Architecture
The layers
┌──────────────┐ A2A JSON-RPC + SSE ┌──────────────────┐
│ Consumer │ ──────────────────────────▶ │ a2a_handler.py │
│ (any A2A │ │ (FastAPI app) │
│ client) │ ◀──── cost-v1 DataPart ─────│ │
└──────────────┘ └────────┬─────────┘
│ submits message
▼
┌──────────────────┐
│ server.py │
│ _chat_langgraph │
│ _stream │
└────────┬─────────┘
│ astream_events(v2)
▼
┌──────────────────┐
│ graph/agent.py │
│ (LangGraph │
│ create_agent) │
└────────┬─────────┘
│ tool calls +
│ chat completions
▼
┌──────────────────┐
│ LiteLLM gateway │
│ (OpenAI-compat) │
└──────────────────┘Each arrow is a deliberate boundary.
Why A2A handler is its own layer
A2A is a protocol, not a library. The handler owns:
- JSON-RPC 2.0 envelope handling
- SSE frame assembly with
kinddiscriminators - Task lifecycle state machine (SUBMITTED → WORKING → COMPLETED/FAILED/CANCELED)
- Push notification delivery + retry + SSRF guarding
- Extension extraction (cost-v1, worldstate-delta-v1)
- Dual token-shape parsing for
PushNotificationConfig
The LangGraph runtime has no idea any of this exists. It sees a message, runs a tool loop, produces output. That means:
- If LangGraph's API changes, the A2A handler doesn't break.
- If A2A's spec changes, only this file changes.
- Tests for the protocol are isolated from tests for the agent.
Why LangGraph owns the tool loop
LangGraph's create_agent gives you:
- Auto-generated system prompts that include tool schemas
- Structured tool-call emission (no "parse the model's text to extract tool intent")

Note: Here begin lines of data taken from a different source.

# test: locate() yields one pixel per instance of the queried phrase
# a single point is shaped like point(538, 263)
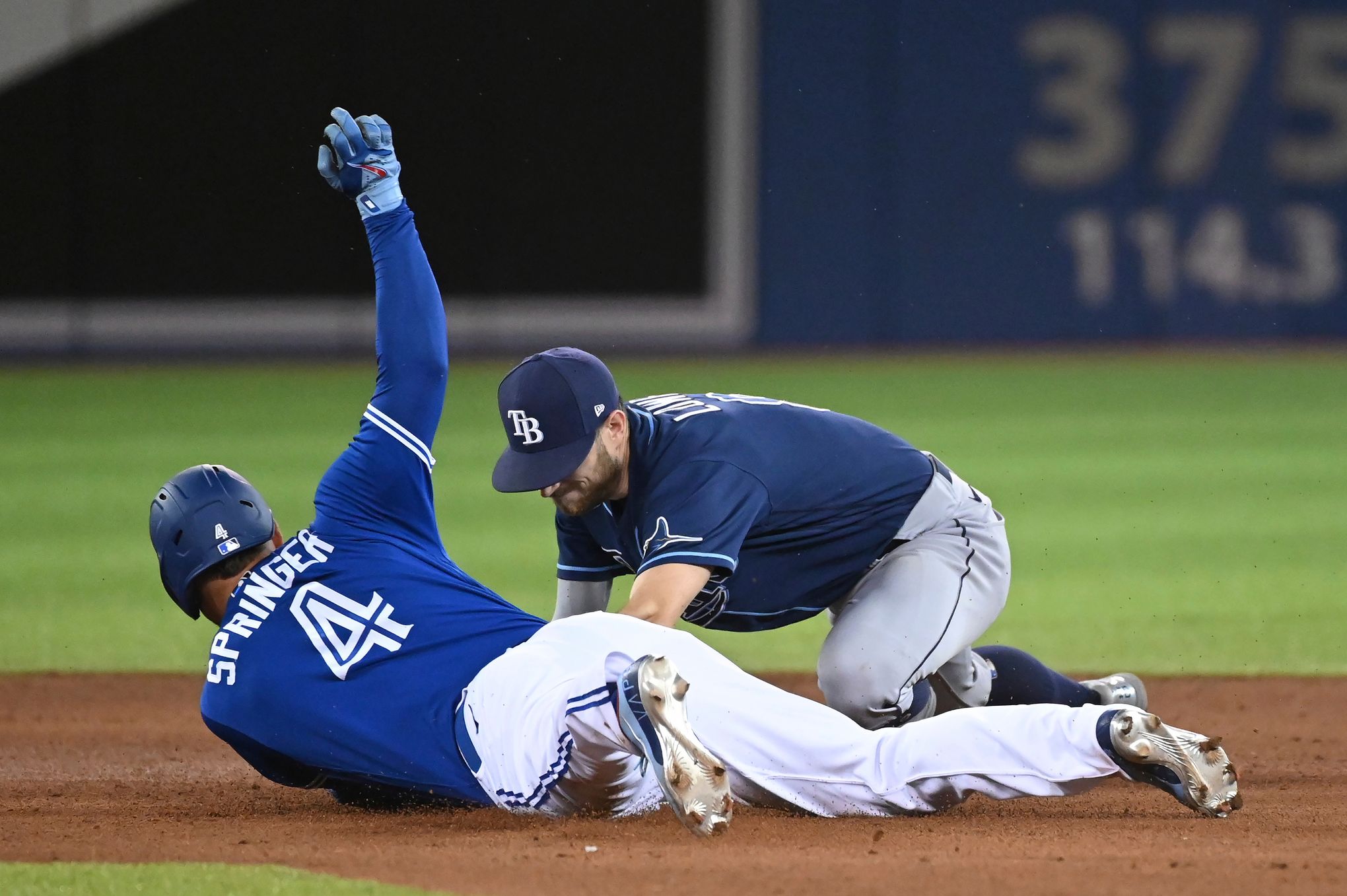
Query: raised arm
point(411, 330)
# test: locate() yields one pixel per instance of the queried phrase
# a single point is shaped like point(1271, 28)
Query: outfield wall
point(698, 176)
point(1053, 170)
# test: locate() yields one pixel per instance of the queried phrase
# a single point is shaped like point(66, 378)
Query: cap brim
point(530, 472)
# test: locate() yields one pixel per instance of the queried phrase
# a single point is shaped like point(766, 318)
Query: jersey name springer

- Middleware hooks (before_model, after_model, before_tool, after_tool) for tracing, auditing, knowledge injection
- Subagent delegation via the
tasktool, inheriting the parent's context
The template's middleware chain (_build_middleware in graph/agent.py) is ordered:
- KnowledgeMiddleware (optional) — injects retrieved context before each LLM call; also loads prior session summaries from
/sandbox/memory/as a<prior_sessions>block - AuditMiddleware — records every tool call to JSONL + Langfuse
- MemoryMiddleware (optional) — persists session summaries to
/sandbox/memory/on session end - MessageCaptureMiddleware — captures
message()tool calls for later retrieval
Middleware order matters. Knowledge must run before audit (so the injected context is captured). Message capture runs last so every upstream transformation is already applied.
Session memory
Memory is enabled by default (middleware.memory: true in langgraph-config.yaml). At session end MemoryMiddleware writes a JSON summary to /sandbox/memory/. On the next session, KnowledgeMiddleware.load_memory() reads the 10 most recent summaries and injects them as a <prior_sessions> XML block into the system prompt context, giving the agent continuity across restarts without any external store.

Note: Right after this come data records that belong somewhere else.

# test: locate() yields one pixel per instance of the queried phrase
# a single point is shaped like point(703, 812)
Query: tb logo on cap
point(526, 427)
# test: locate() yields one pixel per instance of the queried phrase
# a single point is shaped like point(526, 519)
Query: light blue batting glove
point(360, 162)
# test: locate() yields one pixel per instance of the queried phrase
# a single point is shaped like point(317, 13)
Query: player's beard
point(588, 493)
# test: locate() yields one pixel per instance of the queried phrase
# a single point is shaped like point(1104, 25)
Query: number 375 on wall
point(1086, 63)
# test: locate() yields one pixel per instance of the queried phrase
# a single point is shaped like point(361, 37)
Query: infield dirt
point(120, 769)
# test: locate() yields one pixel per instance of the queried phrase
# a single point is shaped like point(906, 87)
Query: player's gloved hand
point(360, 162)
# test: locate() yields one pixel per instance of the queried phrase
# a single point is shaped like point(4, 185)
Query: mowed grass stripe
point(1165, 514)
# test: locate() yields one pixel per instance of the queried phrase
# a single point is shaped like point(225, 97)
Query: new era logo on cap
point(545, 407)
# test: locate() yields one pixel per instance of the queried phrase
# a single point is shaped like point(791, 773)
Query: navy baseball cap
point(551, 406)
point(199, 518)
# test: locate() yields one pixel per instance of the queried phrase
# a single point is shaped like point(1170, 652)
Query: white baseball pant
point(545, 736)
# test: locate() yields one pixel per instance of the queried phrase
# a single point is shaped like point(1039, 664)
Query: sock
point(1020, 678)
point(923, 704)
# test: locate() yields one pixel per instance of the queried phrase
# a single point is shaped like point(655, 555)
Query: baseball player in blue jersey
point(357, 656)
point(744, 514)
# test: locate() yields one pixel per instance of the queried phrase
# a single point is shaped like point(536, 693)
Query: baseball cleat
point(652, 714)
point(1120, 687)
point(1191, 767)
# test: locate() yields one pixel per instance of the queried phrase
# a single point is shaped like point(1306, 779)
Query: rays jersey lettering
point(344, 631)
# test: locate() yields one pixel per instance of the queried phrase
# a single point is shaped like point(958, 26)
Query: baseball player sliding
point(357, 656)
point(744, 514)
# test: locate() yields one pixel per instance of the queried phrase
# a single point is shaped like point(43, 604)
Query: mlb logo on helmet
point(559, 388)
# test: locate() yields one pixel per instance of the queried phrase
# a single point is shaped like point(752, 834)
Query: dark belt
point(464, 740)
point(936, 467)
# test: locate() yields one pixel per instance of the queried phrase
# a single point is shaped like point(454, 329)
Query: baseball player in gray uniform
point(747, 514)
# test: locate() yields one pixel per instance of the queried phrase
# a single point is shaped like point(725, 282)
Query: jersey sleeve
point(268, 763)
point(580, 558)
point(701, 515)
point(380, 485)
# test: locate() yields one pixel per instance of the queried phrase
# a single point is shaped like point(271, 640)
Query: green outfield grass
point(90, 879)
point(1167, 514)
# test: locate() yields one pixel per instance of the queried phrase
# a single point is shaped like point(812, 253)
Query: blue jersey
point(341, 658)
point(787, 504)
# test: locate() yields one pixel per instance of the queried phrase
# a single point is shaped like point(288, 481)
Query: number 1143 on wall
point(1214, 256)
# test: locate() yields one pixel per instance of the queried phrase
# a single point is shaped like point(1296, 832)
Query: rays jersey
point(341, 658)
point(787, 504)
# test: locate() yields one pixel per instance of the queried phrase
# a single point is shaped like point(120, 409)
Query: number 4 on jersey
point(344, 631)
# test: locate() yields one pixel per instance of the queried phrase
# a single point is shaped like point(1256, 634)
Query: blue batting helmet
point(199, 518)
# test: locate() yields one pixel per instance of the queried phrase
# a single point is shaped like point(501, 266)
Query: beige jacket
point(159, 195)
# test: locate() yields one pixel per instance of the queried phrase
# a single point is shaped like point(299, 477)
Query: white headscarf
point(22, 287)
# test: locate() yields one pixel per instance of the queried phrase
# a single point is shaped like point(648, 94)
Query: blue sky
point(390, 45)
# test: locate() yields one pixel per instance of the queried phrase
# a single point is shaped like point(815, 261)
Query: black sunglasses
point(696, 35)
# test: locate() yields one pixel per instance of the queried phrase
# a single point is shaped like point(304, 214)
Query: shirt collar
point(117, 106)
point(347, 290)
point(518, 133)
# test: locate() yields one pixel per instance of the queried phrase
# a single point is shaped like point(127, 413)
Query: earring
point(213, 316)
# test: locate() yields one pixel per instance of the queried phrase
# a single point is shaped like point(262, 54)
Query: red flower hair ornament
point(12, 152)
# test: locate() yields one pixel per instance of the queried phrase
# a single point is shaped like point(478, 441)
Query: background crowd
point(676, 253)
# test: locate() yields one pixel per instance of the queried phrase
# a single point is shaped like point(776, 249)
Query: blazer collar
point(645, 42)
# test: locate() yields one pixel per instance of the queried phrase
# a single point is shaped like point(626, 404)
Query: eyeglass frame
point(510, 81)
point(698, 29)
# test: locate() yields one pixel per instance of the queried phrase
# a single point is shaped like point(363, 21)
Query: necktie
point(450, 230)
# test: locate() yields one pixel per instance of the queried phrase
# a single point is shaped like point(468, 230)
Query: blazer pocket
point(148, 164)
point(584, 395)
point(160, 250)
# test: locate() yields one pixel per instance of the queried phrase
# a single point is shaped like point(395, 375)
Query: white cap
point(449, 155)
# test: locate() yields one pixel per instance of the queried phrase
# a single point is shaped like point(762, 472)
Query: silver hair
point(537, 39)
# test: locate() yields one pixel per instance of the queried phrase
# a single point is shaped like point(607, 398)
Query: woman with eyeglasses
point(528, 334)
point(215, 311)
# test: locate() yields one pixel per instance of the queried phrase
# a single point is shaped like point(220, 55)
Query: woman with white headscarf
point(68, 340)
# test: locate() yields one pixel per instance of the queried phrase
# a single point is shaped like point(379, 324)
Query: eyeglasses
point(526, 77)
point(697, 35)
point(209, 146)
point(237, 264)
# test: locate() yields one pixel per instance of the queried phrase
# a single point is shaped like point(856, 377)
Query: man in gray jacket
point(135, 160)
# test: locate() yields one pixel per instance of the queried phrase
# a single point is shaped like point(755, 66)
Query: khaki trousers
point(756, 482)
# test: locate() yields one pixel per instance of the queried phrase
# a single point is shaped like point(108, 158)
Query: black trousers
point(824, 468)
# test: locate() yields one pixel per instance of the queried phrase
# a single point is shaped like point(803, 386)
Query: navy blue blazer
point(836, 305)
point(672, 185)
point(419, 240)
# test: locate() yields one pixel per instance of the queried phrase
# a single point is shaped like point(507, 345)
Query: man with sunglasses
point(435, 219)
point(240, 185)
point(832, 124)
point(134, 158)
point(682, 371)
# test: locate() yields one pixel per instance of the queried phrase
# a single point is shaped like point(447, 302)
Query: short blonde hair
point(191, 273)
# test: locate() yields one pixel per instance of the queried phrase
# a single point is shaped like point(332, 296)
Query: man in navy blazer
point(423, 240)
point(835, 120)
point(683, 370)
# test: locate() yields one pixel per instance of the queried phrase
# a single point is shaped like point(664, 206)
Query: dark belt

Token budget: the prior-sessions block is capped at 2 000 tokens (character approximation: chars ÷ 4). Oldest sessions are dropped first when the budget is exceeded.

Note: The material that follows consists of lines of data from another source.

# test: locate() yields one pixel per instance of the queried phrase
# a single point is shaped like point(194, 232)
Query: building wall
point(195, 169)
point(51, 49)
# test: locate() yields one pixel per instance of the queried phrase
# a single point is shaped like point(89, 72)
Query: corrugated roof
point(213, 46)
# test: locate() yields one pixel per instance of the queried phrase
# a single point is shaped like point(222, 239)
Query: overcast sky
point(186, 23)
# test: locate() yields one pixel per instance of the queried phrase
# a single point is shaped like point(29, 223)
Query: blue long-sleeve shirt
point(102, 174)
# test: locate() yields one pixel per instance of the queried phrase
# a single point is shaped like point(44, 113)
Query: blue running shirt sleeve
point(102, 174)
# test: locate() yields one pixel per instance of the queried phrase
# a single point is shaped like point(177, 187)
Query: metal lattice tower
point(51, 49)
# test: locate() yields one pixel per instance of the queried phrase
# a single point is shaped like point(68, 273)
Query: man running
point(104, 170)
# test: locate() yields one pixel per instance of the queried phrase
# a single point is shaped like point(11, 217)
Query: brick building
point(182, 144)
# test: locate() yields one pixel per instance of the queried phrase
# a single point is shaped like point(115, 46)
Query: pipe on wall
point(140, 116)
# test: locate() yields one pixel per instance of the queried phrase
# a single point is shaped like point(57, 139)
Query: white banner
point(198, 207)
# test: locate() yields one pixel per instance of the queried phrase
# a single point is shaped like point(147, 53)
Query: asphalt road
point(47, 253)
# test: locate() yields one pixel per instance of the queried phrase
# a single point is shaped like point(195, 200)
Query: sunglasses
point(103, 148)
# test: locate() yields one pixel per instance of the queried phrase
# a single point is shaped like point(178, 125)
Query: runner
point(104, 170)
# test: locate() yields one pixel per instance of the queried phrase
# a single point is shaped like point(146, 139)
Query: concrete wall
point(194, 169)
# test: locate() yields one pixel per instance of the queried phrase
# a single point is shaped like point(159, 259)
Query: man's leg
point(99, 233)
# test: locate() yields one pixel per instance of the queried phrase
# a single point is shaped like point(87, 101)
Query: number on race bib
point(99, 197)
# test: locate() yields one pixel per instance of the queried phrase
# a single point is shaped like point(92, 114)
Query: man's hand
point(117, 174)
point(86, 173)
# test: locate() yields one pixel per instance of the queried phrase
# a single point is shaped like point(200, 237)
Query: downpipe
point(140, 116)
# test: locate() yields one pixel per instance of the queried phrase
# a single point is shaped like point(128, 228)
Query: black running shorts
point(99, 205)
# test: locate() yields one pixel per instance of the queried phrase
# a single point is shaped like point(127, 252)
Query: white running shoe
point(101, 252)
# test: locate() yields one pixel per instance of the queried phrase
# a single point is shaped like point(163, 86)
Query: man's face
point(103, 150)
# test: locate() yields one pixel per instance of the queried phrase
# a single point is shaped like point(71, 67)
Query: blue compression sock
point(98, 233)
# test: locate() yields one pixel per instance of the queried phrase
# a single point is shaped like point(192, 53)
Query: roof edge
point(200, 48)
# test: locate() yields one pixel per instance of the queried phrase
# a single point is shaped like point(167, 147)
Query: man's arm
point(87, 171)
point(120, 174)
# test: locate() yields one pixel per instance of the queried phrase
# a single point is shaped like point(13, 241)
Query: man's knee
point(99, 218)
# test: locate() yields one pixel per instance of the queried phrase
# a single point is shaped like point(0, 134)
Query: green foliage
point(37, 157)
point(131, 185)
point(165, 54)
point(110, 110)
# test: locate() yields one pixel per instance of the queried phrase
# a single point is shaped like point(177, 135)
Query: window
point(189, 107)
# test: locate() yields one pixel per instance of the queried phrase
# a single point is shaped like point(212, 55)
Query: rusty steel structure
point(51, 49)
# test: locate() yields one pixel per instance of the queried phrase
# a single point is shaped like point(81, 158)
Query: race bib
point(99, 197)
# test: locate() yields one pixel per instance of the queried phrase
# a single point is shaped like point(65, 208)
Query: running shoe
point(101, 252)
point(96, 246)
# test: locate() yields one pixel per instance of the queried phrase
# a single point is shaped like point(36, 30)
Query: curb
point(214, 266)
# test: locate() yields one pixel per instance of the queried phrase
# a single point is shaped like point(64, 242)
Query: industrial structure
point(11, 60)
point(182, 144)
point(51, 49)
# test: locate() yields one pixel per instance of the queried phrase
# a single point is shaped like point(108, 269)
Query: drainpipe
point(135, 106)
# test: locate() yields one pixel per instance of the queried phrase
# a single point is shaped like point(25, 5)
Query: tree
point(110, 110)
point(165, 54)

Disabling memory: set middleware.memory: false in your fork's config, or set PROTOAGENT_DISABLE_MEMORY=1 in the environment to suppress disk writes without changing the config.
Persistence across container restarts: mount a volume at /sandbox/memory/. Without a volume the directory is ephemeral and summaries are lost on container stop.
Security
Three independent layers defend the A2A surface. Each can be enabled or left open for local dev, but production forks should enable all three.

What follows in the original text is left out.